The children are engrossed in shaping a beautiful pearl necklace, in one of the classrooms! “Crafts, needlework and ornament-making are part of their vocational skills development,” she adds. Music, dance and yoga are also part of the curriculum. Computer classes offer them the greatest excitement. “Most of these children are too good in computer games!” says the computer trainer Pradeep. “It is also a kind of a therapy — promotes eye-hand coordination.”
The Institute is managed by a ten-member committee comprising Rotarians of RC Trivandrum. Rtn M C Jacob is the Committee President now. He and others such as Rtn K C Chandrahasan, K P Sukumaran, DSN Ayyar, Kesavan, K V Nair and Dr Radhakrishnan Pillai are some of the major donors to the Institute. They ensure it remains adequately funded.
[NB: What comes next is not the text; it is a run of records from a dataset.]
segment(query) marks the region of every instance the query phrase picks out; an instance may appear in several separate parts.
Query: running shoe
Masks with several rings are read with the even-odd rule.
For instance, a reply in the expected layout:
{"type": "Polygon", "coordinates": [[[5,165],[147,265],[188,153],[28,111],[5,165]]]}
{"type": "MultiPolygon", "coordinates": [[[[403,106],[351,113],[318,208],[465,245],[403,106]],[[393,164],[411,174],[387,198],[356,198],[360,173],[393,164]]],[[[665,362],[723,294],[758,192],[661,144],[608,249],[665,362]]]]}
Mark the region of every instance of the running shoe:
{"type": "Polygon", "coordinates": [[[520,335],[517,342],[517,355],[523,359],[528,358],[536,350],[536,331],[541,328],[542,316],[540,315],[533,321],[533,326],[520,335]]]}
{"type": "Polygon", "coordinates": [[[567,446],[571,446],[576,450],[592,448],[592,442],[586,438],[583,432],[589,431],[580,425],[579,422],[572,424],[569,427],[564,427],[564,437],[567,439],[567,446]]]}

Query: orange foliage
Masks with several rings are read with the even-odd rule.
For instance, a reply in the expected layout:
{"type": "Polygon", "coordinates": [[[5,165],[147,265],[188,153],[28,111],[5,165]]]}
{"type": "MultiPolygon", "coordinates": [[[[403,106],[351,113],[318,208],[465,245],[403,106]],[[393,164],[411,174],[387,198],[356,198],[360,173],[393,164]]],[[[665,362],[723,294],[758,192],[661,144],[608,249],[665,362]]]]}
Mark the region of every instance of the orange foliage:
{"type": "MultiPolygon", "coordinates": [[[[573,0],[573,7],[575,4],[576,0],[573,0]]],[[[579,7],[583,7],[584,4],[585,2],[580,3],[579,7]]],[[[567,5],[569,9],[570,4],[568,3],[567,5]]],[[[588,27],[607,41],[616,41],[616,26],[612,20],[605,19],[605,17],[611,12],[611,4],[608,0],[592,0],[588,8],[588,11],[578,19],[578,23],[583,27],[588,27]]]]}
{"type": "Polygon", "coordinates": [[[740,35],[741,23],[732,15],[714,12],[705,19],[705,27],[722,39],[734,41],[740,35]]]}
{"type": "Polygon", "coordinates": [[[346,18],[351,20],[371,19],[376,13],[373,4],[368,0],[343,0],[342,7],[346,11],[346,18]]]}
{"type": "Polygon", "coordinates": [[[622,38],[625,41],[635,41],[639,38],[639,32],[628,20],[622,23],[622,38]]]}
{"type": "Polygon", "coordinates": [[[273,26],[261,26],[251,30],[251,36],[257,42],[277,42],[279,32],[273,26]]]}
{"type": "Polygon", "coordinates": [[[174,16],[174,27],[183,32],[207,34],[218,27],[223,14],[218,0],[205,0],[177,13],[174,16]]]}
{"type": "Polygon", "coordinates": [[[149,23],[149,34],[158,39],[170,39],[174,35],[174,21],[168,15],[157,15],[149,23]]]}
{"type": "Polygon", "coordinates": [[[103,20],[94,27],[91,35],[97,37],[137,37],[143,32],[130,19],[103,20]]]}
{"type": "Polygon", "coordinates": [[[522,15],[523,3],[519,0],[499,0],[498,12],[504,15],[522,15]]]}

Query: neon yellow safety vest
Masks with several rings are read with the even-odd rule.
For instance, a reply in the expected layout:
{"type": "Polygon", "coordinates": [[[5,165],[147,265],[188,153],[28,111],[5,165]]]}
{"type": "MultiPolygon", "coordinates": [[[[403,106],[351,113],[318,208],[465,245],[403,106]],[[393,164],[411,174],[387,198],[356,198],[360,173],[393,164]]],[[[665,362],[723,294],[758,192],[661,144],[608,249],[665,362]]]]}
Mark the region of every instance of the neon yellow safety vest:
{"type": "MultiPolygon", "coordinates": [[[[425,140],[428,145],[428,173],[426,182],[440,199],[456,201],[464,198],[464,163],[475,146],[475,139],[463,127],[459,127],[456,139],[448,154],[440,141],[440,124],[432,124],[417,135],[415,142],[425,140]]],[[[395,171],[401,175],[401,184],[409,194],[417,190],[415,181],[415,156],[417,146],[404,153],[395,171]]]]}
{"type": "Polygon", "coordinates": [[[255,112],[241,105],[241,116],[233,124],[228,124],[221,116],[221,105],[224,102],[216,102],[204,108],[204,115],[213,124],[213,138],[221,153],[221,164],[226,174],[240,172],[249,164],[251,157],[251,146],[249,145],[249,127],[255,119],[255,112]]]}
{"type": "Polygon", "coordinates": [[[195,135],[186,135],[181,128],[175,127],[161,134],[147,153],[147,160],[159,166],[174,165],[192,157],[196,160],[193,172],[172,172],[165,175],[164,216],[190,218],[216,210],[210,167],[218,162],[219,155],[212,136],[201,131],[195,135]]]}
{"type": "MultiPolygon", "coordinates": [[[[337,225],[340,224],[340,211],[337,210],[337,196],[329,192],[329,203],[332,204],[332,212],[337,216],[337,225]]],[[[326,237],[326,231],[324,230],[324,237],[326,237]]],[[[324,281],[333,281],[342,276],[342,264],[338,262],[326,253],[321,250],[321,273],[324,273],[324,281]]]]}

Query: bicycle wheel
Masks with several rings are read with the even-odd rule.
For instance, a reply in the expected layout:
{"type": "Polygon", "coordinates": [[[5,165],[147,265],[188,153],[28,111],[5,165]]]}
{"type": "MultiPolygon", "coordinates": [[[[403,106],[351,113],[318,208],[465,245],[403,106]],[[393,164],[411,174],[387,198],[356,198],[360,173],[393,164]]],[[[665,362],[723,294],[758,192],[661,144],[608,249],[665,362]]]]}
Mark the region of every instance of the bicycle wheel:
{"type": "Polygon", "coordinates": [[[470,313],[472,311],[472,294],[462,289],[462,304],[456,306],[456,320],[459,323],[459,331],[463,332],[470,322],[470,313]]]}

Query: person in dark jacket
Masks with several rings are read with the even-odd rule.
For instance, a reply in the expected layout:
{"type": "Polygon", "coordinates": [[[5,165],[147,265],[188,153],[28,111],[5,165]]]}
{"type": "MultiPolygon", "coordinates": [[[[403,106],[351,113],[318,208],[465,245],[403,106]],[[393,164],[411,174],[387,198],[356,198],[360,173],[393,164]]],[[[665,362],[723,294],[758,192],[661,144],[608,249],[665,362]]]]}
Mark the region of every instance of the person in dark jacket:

The Rotarians are passionate about the Centre … even more than their involvement with the club.
The Rotarians are passionate about the centre, “and it is even more than their involvement with the club,” says K V Rajagopal, Secretary of the Institute. “They quietly visit the Institute along with their families and celebrate special occasions with the children here and also support in cash or kind during such visits. Rtn Kurien Kalathil undertook the renovation of the hostel, classrooms and the toilet block; Pradeep of RC Trivandrum West sponsored the medicine cupboard. The compound wall was commissioned by RC New Milton, New Hampshire, D 1110. The district governors also contribute generously during the official DG Visits,” he said. Other Rotary and Inner Wheel clubs of D 3211, Lions clubs and corporate offices also lend their support.
It costs Rs 3.5 lakh a month, and the Institute gets assistance from the Government’s Grant in Aid (GIA). The teachers are also very accommodative and dedicated. Sometimes insufficient funds delay their salaries but they just carry on unmindful of this shortfall, says the Principal. “We hope to establish an Endowment Scheme for Rs 1 crore by this year end,” says Rajagopal.
As I take leave, I am overwhelmed by the pack of greeting cards the children give me, all made by them!